Prenons un autre exemple, plus trouble et troublant encore : La casa de papel. Si ce thriller à grosses ficelles hollywoodiennes s’est fait connaître sous son titre original en France, c’est par son appellation anglaise (Money Heist) qu’on le retrouve sur la page Wikipédia des programmes originaux de Netflix. Plus précisément, dans le tableau des séries dont Netflix possède les droits de « distribution internationale exclusive » – ce qui fait sens dans la mesure où La casa de papel a d’abord été une série originale d’Antena 3, diffusée en deux parties sur la chaîne privée espagnole, avant d’être reprise, rééditée et « rediffusée » par Netflix sous la forme d’une paire de saisons de 13 et 9 épisodes respectifs. Cependant, on constate que le nom anglais de la série figure également dans un autre tableau, celui des « Continuations à venir » de Netflix, signe que le simple distributeur d’hier n’a pu résister à la tentation de commander et de produire individuellement une nouvelle saison (sans Antena 3, donc). L’objectif : surfer sans détour sur le succès international de la série, quitte à afficher clairement l’opportunisme d’une telle opération. Nous voici donc face à un nouveau cas de série créée et lancée à l’étranger par une chaîne de télévision linéaire, avant d’être littéralement « absorbée » par Netflix qui n’a pas tardé à user de sa force de frappe promotionnelle pour convaincre ses abonnés du monde entier que, oui, La casa de papel (ou Money Heist, quel que soit le nom qu’on lui donne) est bien une « série originale Netflix ». Sorti du cercle des initiés, un sondage national ne manquerait d’ailleurs sans doute pas de montrer que la plupart des spectateurs français sont persuadés que celle-ci est en effet une création interne de Netflix. Si l’on ajoute que, une fois ses droits rachetés en espèces sonnantes et trébuchantes à son diffuseur original la série se retrouve enfermée dans un catalogue dont elle ne risque pas de sortir de sitôt, il est permis de s’attendre à ce qu’une telle croyance continue de rallier des adeptes dans les années à venir [2]. Tant que Netflix paie au comptant, tout le monde est content.
Des séries mondial(isé)es
Ce qui me ramène à ma question initiale : c’est quoi, une « série Netflix » ? Si l’on en croit d’innombrables articles de presse aussi généreux en raccourcis qu’avares en fact-checking, Black Mirror et La casa de papel sont sans conteste des productions de l’écurie Netflix. Une conclusion hâtive que l’on peut interpréter de deux manières : d’une part, la confusion entre contenu et contenant est un mal endémique contre lequel il semble de plus en plus difficile de lutter à l’ère des réseaux sociaux et du matraquage promotionnel qui s’en sert comme d’une nouvelle arme de communication massive ; d’autre part, la série télévisée tend de plus en plus à se « mondialiser » sous l’influence des plateformes de SVOD, non pas en ce qu’elle parvient à toucher des marchés internationaux (elle le faisait déjà il y a trente ans), mais en ce qu’elle vise en amont un public global synonyme d’accroissement accéléré du nombre d’abonnés.

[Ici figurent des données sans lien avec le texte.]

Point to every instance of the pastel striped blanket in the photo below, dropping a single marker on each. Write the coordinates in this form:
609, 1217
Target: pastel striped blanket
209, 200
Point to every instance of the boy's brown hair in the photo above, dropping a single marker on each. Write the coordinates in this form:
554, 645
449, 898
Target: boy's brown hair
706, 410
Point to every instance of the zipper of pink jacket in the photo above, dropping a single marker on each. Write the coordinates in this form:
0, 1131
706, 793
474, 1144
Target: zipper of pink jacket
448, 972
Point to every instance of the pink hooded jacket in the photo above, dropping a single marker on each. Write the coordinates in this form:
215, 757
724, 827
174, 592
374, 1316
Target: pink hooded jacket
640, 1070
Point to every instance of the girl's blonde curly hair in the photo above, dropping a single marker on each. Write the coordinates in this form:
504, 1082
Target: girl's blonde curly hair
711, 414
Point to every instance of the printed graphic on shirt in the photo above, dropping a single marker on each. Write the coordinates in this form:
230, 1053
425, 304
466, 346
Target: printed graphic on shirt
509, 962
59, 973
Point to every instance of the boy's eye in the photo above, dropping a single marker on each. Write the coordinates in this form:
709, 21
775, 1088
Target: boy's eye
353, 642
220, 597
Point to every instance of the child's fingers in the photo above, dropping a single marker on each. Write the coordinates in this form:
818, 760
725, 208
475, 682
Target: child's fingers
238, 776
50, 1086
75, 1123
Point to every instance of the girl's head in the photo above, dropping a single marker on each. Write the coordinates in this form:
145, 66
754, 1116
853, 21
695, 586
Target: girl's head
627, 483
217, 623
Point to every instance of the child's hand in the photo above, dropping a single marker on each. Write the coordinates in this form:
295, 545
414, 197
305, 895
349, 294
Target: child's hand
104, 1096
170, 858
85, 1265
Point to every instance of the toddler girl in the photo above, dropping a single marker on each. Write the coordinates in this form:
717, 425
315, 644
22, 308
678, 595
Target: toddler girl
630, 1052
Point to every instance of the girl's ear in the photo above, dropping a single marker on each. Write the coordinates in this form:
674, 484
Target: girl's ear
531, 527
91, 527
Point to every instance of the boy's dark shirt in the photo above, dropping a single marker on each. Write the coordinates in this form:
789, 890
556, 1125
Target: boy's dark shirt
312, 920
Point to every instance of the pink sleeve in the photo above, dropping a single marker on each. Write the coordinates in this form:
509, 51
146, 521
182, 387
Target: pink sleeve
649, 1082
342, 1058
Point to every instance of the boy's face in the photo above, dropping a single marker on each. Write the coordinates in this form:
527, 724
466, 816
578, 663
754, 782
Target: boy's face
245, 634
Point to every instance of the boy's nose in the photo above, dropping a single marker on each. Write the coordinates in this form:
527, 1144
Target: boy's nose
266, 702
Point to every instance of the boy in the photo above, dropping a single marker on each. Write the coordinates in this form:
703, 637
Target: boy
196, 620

Contrairement aux objectifs affichés avec insistance par les dirigeants de Netflix ou d’Amazon, les séries non américaines que l’on voit aujourd’hui fleurir et circuler sur les plateformes de SVOD se révèlent en effet (à quelques exceptions près) plus globales que locales, à rebours des stratégies « glocales » adoptées par le Danemark, la Suède, la Norvège, la Belgique, Israël ou, dans une certaine mesure, la France au cours de la dernière décennie. Une série turque comme The Protector, par exemple, est typique de cet universalisme politiquement correct qui s’emploie à cacher son refus de tout particularisme derrière le paravent d’une prétendue « ouverture au monde » (comme si la différence ne pouvait plus participer de la richesse et de la complexité de l’espèce humaine). Lancée en décembre 2018 par Netflix, cette série de super-héros reprend tant de codes du genre qu’il est difficile d’en voir autre chose qu’une énième resucée, le lieu de tournage (Istanbul) et la nationalité des acteurs constituant les seules différences notables vis-à-vis d’un « moule » dans lequel il n’y a plus qu’à se couler. Rien à voir, à titre de comparaison, avec la manière dont Bruno Dumont a pu se réapproprier les codes du polar dans P’tit Quinquin…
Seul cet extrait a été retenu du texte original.